First, there were 10 signers of the grand bargain but only one large developer, Vulcan, signed for developers. There are hundreds of builders and developers in Seattle who were not at that table. There were three nonprofit developers, however, and the fees negotiated for extra capacity were favorable to projects in downtown and South Lake Union, not projects anywhere else.
Second, the MHA fees cancel benefits from extra capacity in other neighborhoods. A study by Sightline found that mid-rise projects in the University District would become infeasible: The fees would be too expensive to warrant any construction.
Sightline went on to say, “the draft low-rise MHA policy is imbalanced and will slow construction and produce less housing.” All over Seattle MHA will discourage new housing, resulting in less supply and higher prices.
Third, this doesn’t mean housing won’t get built. When prices rise high enough to charge rents to pay the MHA fees, building will start again. Then renters will have to pay more to cover the fees, and when rents get higher, more demand will be placed on nonprofit subsidized housing waiting lists. And then nonprofits will call for higher fees.
This inflationary cycle will continue. The MHA program doesn’t cure housing inflation, it stokes the inflationary fire.

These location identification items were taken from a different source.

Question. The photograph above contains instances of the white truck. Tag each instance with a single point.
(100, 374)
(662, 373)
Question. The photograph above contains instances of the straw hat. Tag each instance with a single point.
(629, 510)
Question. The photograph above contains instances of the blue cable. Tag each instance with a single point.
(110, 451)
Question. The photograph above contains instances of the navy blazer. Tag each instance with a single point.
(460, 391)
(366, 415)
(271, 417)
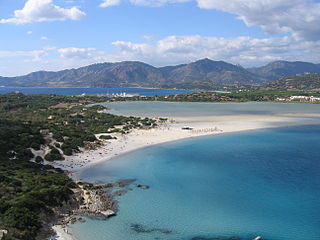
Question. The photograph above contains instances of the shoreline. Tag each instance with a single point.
(169, 132)
(172, 131)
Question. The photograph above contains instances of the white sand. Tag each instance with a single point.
(171, 132)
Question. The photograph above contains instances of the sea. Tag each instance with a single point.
(89, 91)
(229, 186)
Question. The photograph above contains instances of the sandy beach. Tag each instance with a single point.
(172, 130)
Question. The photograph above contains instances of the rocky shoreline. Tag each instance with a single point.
(91, 200)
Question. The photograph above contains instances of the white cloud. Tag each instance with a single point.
(109, 3)
(299, 17)
(167, 51)
(44, 38)
(156, 3)
(244, 50)
(41, 11)
(81, 53)
(152, 3)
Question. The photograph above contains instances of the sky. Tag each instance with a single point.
(58, 34)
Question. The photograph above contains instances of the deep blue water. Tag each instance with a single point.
(246, 184)
(79, 91)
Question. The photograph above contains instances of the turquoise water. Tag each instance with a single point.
(264, 182)
(181, 109)
(77, 91)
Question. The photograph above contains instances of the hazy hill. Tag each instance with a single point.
(279, 69)
(300, 82)
(202, 74)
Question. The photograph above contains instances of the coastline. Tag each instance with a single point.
(168, 132)
(172, 131)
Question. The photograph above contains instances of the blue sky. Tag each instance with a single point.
(58, 34)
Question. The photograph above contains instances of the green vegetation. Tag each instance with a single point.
(30, 191)
(235, 96)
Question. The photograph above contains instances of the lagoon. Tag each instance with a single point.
(245, 184)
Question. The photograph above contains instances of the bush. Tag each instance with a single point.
(54, 155)
(39, 159)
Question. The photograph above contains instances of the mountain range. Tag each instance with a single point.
(201, 74)
(306, 82)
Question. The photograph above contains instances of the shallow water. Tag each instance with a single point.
(77, 91)
(264, 182)
(181, 109)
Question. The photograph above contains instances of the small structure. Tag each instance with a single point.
(187, 128)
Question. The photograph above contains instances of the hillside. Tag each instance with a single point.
(296, 83)
(202, 74)
(279, 69)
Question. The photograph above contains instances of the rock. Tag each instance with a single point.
(143, 186)
(108, 213)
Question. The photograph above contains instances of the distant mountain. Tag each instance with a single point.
(208, 73)
(279, 69)
(202, 74)
(309, 81)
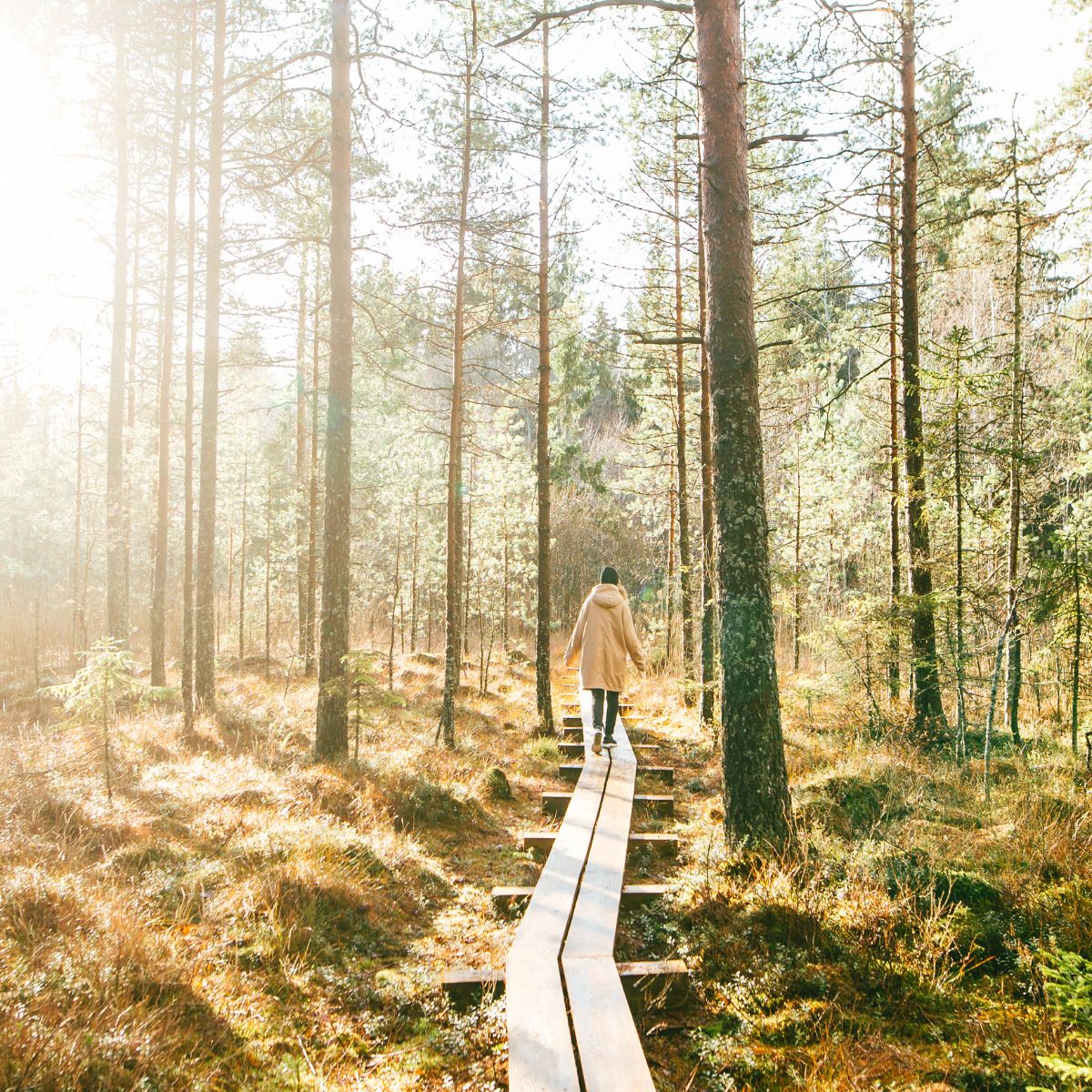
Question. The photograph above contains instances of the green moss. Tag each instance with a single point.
(496, 784)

Finally, MHA is just as illegal as the linkage tax was in 2015 when dozens of lawyers told the city in a letter that mandatory fees in lieu of including rent-restricted housing “are not authorized by Washington state law.” Such programs must be voluntary; there is nothing voluntary about the fees under MHA.
Seattle needs more housing of all kinds in all neighborhoods, not legally dubious fees and mandates. MHA will make housing infeasible and raise prices.
We urge a legal challenge if the city ignores the law and economics, a path that is damaging for housing producers and consumers and will extend Seattle’s housing crisis, not solve it.